A VAE models a distribution
$$P(x) = \int P(x|z)P(z) dz$$
When the output is continuous valued, then a common parameterization of $P(x|z)$ is as $$\mathcal{N}(\mu = f(z;\theta), \sigma^2)$$
Recall that a VAE is trained by maximizing the variational lower bound, which can be broken down into two terms:
$$E_{z \sim q}[\log P(x|z)] - \text{KL}(q(z)||p(z))$$
But then the first term is merely the log of the gaussian density, which is (up to some scaling and constants) $(x-\mu)^2$. Hence MSE.

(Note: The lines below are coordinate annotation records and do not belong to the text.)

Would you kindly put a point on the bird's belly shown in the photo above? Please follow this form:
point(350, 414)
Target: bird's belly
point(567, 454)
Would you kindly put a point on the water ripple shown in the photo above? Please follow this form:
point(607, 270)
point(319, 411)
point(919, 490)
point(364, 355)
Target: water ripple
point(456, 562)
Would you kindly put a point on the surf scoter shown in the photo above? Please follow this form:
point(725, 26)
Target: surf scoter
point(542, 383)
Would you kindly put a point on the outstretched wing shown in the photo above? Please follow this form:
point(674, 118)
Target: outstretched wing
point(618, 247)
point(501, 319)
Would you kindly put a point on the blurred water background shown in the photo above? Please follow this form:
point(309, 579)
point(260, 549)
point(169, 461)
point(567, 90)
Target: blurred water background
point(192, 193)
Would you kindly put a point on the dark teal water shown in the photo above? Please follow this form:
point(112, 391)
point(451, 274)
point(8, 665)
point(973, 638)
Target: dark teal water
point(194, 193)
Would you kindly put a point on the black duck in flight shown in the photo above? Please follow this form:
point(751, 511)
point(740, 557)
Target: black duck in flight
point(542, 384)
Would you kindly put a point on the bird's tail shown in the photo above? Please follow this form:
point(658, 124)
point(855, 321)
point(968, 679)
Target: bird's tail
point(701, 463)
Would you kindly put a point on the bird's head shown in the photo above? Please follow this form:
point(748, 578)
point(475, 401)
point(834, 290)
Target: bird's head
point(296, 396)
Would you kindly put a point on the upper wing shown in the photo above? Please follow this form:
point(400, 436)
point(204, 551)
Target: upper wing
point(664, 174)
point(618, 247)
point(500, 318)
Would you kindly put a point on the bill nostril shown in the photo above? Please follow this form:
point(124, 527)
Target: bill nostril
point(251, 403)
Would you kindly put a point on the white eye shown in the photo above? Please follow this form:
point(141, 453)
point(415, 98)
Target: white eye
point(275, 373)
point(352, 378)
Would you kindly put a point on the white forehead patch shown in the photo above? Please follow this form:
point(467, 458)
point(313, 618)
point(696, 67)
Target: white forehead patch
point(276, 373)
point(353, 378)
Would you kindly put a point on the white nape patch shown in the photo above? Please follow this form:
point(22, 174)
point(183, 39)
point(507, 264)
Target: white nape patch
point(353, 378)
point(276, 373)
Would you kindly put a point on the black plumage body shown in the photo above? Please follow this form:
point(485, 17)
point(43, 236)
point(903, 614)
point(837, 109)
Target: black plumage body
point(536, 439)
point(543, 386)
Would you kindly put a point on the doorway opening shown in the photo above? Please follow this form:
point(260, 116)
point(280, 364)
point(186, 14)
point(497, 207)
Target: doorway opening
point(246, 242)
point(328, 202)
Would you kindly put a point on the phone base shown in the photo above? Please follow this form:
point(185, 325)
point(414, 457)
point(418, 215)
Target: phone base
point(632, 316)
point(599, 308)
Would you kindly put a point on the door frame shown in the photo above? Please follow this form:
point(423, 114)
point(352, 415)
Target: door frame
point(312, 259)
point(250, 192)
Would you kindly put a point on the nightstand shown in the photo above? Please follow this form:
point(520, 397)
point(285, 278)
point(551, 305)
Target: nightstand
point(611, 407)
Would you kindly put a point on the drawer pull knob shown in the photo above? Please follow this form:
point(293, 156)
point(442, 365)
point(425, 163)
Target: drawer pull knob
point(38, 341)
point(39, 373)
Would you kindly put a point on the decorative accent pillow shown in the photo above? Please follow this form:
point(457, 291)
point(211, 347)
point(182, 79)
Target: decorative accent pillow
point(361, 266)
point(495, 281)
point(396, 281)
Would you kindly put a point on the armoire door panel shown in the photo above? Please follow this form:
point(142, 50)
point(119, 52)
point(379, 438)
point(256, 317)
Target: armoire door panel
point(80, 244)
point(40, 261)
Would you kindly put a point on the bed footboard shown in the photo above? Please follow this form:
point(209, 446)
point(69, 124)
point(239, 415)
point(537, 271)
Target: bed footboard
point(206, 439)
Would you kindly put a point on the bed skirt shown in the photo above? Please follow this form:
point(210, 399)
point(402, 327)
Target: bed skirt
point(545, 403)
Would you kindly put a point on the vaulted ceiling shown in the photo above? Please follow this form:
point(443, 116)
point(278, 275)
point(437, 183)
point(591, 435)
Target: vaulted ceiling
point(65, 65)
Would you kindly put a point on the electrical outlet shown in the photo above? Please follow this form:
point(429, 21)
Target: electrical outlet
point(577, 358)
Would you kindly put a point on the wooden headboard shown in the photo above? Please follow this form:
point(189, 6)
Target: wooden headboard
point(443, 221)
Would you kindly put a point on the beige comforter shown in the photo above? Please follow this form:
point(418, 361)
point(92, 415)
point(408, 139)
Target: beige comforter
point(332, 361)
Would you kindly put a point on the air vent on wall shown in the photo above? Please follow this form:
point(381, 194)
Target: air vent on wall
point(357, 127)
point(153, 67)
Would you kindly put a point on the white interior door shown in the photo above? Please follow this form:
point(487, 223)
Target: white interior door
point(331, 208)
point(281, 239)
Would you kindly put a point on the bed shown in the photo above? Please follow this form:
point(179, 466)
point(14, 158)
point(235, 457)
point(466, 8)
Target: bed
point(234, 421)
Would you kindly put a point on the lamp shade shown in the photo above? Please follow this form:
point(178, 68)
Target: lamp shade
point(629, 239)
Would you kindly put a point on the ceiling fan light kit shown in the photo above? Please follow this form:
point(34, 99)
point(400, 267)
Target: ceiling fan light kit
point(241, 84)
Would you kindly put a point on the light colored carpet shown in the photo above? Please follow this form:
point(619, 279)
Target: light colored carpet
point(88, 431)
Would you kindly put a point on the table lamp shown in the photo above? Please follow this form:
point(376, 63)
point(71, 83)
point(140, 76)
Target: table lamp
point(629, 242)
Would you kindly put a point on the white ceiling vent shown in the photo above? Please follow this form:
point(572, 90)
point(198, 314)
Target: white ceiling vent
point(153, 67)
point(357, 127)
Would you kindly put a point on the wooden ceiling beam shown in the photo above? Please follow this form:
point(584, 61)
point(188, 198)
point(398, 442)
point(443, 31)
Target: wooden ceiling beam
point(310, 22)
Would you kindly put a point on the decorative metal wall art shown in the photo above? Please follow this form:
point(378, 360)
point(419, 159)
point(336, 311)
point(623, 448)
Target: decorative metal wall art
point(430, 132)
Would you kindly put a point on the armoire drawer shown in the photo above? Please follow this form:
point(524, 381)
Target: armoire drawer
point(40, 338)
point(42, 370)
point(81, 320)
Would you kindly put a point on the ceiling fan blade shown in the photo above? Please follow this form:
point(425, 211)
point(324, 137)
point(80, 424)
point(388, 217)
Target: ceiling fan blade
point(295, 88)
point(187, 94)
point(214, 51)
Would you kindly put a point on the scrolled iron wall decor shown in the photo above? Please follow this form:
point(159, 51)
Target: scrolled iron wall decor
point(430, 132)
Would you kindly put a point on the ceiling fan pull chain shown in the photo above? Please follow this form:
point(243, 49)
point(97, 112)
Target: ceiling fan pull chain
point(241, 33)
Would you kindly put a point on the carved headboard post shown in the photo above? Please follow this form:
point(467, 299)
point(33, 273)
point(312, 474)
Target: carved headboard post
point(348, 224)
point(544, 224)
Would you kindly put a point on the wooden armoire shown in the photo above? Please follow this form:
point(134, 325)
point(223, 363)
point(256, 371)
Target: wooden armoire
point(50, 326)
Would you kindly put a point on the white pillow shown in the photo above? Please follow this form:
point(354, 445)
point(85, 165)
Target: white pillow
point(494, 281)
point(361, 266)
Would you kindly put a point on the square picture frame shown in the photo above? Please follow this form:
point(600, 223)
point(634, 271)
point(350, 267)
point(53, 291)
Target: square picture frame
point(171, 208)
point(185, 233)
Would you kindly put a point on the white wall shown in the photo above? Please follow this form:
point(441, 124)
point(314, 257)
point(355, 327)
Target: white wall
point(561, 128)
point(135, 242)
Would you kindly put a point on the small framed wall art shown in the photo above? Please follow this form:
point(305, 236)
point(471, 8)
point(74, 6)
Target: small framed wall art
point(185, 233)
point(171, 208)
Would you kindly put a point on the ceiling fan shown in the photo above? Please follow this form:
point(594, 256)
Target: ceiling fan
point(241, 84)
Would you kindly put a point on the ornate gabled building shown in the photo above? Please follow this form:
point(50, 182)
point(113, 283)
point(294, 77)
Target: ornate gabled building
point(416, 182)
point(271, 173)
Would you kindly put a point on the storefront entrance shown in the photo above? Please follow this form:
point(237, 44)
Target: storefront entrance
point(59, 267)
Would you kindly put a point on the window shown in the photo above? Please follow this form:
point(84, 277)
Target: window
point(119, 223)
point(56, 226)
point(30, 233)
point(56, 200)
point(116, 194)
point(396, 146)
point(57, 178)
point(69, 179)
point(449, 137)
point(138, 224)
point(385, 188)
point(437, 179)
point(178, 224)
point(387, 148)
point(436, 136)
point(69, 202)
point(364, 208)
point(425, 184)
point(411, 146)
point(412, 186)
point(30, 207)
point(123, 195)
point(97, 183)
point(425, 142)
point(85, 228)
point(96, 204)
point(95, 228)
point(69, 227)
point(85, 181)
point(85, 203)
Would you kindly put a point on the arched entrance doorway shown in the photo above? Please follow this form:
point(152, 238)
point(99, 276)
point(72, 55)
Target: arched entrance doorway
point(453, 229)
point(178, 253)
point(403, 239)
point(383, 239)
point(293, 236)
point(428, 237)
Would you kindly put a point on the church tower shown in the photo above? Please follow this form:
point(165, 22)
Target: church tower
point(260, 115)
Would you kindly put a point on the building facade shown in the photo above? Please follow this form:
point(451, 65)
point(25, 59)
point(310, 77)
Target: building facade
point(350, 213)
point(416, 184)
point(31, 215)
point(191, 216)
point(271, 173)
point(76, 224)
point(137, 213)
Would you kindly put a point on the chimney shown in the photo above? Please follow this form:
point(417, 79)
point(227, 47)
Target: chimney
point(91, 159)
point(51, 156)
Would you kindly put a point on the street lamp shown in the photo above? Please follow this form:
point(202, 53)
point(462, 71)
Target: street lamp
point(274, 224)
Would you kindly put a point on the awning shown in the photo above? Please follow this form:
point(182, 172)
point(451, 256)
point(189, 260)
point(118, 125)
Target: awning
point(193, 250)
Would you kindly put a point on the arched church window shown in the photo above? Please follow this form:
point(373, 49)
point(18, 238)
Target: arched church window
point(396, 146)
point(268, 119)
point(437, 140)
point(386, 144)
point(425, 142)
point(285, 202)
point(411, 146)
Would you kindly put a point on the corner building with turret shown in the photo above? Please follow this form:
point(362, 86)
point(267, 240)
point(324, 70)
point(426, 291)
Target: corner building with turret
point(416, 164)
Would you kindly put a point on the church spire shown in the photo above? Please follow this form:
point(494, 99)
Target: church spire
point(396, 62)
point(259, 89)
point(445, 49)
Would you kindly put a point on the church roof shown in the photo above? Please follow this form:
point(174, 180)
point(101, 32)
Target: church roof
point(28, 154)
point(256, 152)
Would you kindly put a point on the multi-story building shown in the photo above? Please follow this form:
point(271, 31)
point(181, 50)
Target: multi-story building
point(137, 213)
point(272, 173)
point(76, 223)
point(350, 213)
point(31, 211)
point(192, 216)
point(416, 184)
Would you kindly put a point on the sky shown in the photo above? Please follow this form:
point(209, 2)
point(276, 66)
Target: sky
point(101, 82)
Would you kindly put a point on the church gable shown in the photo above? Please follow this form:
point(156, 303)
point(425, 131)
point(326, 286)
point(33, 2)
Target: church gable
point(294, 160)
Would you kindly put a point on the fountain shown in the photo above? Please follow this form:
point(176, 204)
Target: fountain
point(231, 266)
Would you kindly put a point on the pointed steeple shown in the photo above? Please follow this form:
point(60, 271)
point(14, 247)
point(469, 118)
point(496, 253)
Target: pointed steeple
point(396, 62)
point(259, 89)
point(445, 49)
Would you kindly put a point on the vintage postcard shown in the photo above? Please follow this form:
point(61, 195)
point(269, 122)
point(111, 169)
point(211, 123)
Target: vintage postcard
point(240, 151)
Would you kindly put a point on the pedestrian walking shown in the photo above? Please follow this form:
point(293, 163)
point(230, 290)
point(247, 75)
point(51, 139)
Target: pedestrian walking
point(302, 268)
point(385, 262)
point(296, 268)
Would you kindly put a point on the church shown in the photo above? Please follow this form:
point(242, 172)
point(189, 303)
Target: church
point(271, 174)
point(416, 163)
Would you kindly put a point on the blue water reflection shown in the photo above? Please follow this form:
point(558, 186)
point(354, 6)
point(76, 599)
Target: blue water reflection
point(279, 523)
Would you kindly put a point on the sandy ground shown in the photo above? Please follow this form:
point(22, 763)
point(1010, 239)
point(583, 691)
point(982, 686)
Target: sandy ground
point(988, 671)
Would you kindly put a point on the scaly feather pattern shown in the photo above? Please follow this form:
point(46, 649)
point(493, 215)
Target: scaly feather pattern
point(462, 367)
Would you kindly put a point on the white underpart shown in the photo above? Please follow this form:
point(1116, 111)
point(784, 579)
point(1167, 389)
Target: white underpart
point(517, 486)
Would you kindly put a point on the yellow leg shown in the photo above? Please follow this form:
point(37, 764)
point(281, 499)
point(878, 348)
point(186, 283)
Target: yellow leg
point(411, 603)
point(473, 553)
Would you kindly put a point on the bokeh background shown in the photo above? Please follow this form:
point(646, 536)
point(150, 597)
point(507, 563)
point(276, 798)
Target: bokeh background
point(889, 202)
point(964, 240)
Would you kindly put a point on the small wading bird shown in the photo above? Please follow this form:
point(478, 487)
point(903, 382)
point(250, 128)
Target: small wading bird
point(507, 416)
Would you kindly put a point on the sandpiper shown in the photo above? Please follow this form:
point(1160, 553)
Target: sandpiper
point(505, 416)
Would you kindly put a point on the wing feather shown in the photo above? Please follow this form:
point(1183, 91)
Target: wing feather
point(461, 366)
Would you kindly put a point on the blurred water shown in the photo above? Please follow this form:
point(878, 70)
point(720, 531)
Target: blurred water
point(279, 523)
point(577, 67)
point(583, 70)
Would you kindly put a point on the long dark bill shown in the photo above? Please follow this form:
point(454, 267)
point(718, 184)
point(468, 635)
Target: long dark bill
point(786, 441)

The loss term underlined with red marker is the reconstruction loss between the input to the reconstruction of the input(paper is about on reconstruction!) , not L2 regularization .
VAE's loss has two components: reconstruction loss(since autoencoder's aim to learn to reconstruct) and KL loss (to measure how much information is lost or how much we have diverged from the prior). The actual form of the VAE loss(aim is to maximize this loss) is :
$$
L(\theta , \phi) = \sum_{i=1}^{N} E_{z_{i} \sim q_{\phi}(z|x_{i})} \left [ log p_{\theta} (x_{i}|z)\right] - KL(q_{\phi} (z | x_{i}) || p(z))
$$
where $\left (x , z \right)$ is input and latent vector pair. Encoder and decoder networks are $q$ and $p$ respectively. Since, we have a Gaussian prior, reconstruction loss becomes the squared difference(L2 distance) between input and reconstruction.(logarithm of gaussian reduces to squared difference).
To get a better understanding of VAE, let's try to derive VAE loss. Our aim is to infer good latents from the observed data. However, there's a vital problem: given an input there's no latent pair we have and even if we had it, it is no use. To see why, concentrate on Bayes' theorem:
$$
p(z|x) = \frac{p(x|z)p(z)}{p(x)} = \frac{p(x|z)p(z)}{\int p(x|z)p(z)dz}
$$
the integral in the denominator is intractable. So, we have to use approximate Bayesian inference methods. The tool we're using is mean-field Variational Bayes, where you try to approximate the full posterior with a family of posteriors. Say our approximation is $q_{\phi}(z|x)$. Our aim now becomes how good the approximation is . This can be measured via KL divergence:
\begin{align}
q^{*}_{\phi} (z|x) &= argmin_{\phi} KL (q_{\phi}(z | x) || p(z | x))) \\
&= argmin_{\phi} \left ( E_{q} \left [ log q_{\phi} (z|x)\right] - E_{q} \left [ log p(z , x)\right] + log p(x) \right )
\end{align}
Again, due to $p(x)$, we cannot optimize the KL dicvergence directly. SO, leave that term alone !
$$ log p(x) = KL (q_{\phi}(z | x) || p(z | x))) - \left ( E_{q} \left [ log q_{\phi} (z|x)\right] - E_{q} \left [ log p(z , x)\right] \right ) $$
We try to minimize the KL divergence and this divergence is non-negative. Also, $ log p(x)$ is constant. So, minimizing KL is equivalent to maximizing the other term which is called evidence lower bound(ELBO). Let's rewrite the ELBO then :
\begin{align}
ELBO(\phi) &= E_{q} \left[ logp(z , x) \right] - E_{q} \left[log q_{\phi}(z|x)\right] \\
&= E_{q} \left [ log p(z | x) \right] + E_{q} \left [ log p(x)\right] - E_{q} \left [ log q_{\phi} (z|x)\right] \\
&= E_{q} \left [ log p(z | x) \right] - KL( q_{\phi} (z|x) || p(x))
\end{align}
Then, you have to maximize ELBO for each datapoint.
L2 regularization(or weight decay) is different from reconstruction as it is used to control network weights. Of course you can try L2 regularization if you think that your network is under/over fitting. Hope this helps!
Best Answer
The most important point stems from the confusion that the tilde $\sim$ implies a sampling operation. But $\sim$ does not imply that something is sampled, which is an algorithmic/computational operation. It indicates that something is distributed according to some distribution.
Now, when we train a VAE, we want to get gradients of the ELBO. The form of the ELBO used in VAEs is typically
$$\mathcal{L} = \mathbb{E}_{z \sim q}\left[ \log p(x|z) \right] - \mathop{KL}\left[ q(z|x) || p(z)\right].$$ In its vanilla form, the KL of the VAE's ELBO can be computed efficiently with Monte Carlo estimates from $q$.
The first term, the reconstruction term or likelihood term, can often be computed in closed form if $z$ is given. Especially in the two most prevalent cases–that of a Bernoulli and that of a Gaussian log likelihood.
Hence, if $x|z \sim D$ with $D$ being some tractable distribution, there is no need to sample from it, as what we are interested in is $\log p(x|z)$, which is often tractable by itself.